Let’s start with the village hall staple: that monstrosity in the kitchen that heats water and keeps it at a steady temperature, ready to make 100 cups of tea. These commercial hot water dispensers are never actually referred to as ‘kettles’, but just like the cauldrons that were hung over open fires centuries ago, they do heat water for drinking, and they definitely deserve to be included in our History of Kettles. Some models are plumbed into the mains, and so fill up automatically; others are filled manually.
Commercial hot water dispensers are used in the catering and hospitality industry, and in offices, staffrooms, and meeting rooms. In recent years, domestic versions of these thermostat-regulated water heaters have made an appearance. In some homes, the kettle (as we know it) is making way for this modern cauldron that provides an endless supply of hot water.
One of the most sophisticated advancements in the provision of hot water is the water-dispenser unit that offers a continuous supply of purified boiling and chilled water. Neatly installed into a worksurface, these elegant taps are safe, economical, and environmentally friendly. In the wake of the covid-19 pandemic, the revolutionary Touchless Dispense is operated through gesture control, thus helping to prevent the spread of viruses.
“The most profound technologies are those that disappear.

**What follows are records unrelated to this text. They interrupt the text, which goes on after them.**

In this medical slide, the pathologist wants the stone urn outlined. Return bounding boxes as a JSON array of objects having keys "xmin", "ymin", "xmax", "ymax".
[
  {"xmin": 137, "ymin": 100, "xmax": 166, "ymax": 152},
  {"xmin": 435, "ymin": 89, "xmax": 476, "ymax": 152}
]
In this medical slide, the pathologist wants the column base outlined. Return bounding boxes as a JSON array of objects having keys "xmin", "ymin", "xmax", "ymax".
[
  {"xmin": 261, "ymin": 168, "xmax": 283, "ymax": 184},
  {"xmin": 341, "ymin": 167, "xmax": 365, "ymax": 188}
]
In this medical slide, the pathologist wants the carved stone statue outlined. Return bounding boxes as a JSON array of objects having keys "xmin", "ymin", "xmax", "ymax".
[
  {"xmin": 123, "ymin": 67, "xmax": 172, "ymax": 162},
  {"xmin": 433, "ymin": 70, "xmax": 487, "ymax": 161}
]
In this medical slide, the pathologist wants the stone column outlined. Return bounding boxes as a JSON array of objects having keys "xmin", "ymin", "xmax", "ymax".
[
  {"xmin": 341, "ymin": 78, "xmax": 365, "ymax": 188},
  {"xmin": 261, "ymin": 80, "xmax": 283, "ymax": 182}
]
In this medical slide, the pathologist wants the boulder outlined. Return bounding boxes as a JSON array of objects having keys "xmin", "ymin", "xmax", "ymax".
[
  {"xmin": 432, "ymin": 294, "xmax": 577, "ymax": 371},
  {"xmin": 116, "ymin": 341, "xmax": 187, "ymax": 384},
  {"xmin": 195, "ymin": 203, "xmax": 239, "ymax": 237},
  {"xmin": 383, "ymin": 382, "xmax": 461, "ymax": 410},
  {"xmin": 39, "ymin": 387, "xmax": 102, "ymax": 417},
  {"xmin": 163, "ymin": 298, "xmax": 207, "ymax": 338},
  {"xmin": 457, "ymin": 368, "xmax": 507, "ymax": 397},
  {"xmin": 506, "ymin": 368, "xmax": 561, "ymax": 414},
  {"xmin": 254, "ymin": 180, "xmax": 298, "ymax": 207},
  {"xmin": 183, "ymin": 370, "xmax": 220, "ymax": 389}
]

They weave themselves into the fabric of everyday life until they are indistinguishable from it.” Mark Weiser (1952-1999)
Mark Weiser was a visionary who predicted a world of ‘ubiquitous computing’. The Internet of Things (the network of appliances that are embedded with software for the purpose of exchanging data with other devices and systems) is expanding rapidly. Internet connectivity is shared with phones, televisions, printers, doorbells, security systems, utility meters, thermostats … in fact, thousands of different devices, including the kettle.
So, is this the future of the kettle? Perhaps the days of switching the kettle on for a cuppa will soon be gone. Maybe, in the next phase of the kettle’s history, it will be programmed from afar – whether from the bedroom, the garden, or the other side of the world.